Die Urwelt liegt zum Beispiel bei 21 Grad Nord, 109 Grad West, ostpazifischer Rücken, Golf von Kalifornien, in 3000 Meter Tiefe. Da wesen zwischen den Kontinentalplatten die Jagdgründe des Mikrobenjägers. Da spritzen und hampeln seine Teufelchen im Sulfatschlamm der Vulkane. Zum Andenken bricht er sich bei jeder Tauchfahrt ein Stück porösen „schwarzen Raucher“ ab, einen Brocken emporgequollenes, meergekühltes Magma der Unterwasservulkane.
Das Stück stinkt nach Schwefel. Man riecht es. Es ist schwül in Regensburg. Karl- Otto Stetter beginnt zu nesteln. Er justiert die rechteckige Brille vor den großen blauen Augen, seine raschen Finger nesteln an der Hose, arbeiten in einem fort: Irgendwo wird schon eine Fluse heften. Die Augen wachsen, da springt er auf und geht zum Fenster und schließt es grundlos. Er redet mit Händen und Fäusten, zeichnet Kreise in die Luft mit seinen Armen, die er schließlich hinter dem Kopf verschränkt. „Entweder Himmel oder Hölle, verstehen’s, dieser Hauch von Schöpfung. ... das Fenster – ist gut so, oder?“ – da lacht er auch über sich, dieser mehr als gutherzige Bakterienjäger, „... da kommt einem dieser Hauch von Urwelt entgegen und ...“, wo war, Herrgott, da war doch der, nein...der war’s, der Raucher, hier drüben, vom Schreibtisch, der aus 4000 Meter Tiefe, eingelagertes Gold, Silber, Blei, Zink, Kupfer, die reinste Schatzkammer, etwas Vorsicht bitte, der Finger stochert auf den graubraunen Filzboden und meint die Urwelt, „der, der ist von da drunten.“
Drunten stinkt’s und staubt’s und stürzt’s, da hausen in jenen schwarzen Kaminen seine sogenannten „Hyperthermophilen“: hitzeresistente, säureliebende Urbakterien von einigen My und Mikrometern, einst gezeugt im vulkanischen Magmabrei, nachgeborene Angehörige jener alten, alten Familie, deren Urahnen zur dampfenden Urzeit auf der gerade geborenen Erde gelebt haben müssen. Eine höllische Betriebsamkeit da drunten.

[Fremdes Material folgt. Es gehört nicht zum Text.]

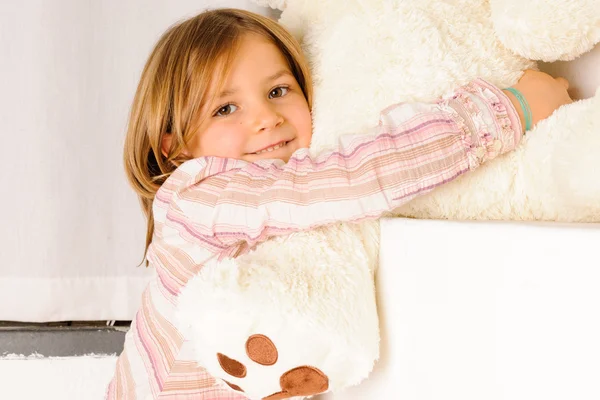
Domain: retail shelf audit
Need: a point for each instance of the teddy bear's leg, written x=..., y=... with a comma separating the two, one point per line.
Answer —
x=294, y=317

Taubengrauer Schlamm, eine Qualle. Als der großgewachsene Jäger aus Alvins kleiner Kapselluke heraus die Urwelt sieht, quellen die blauen Augen fast hervor, so sehr müssen sie staunen. „Die Röhrenwürmer, meine Herrn!, wunderwunderschön, die...wie auf einem anderen Planeten... die haben Kiemen an der Seite, dünne Chitinhüllen, und nähren sich fürstlich von Bakterien...“
Und da, er springt auf im Regensburger Professorenzimmer, plötzlich, da speit doch die Urwelt mit vierhundert Graden ihren Anfang aus den Erzkaminen des Tiefseebodens, in hundert Meter hohen Wasserfontänen aus schwarzem Rauch, vollgepumpt mit Schwefelwasserstoff und gelösten Metallen. Da speit sie zur höheren Beglückung des Jägers das „Feuernetz“ und den „Feuerlappen“, seine Bakterien, gegen den extrem hohen Druck von 260 bar in die eiskalte, taubengraue, schockkühlende Tiefsee. Bubenjubel in der Titankapsel bei zehn Grad Fröstelei und zwei auf zwei Meter Klammheit, damals, in der Nähe einer anderen Welt. Und unter der Kapsel, im Nichts, stakst eine ein Meter hohe Riesenkrabbe und grüßt bescheiden.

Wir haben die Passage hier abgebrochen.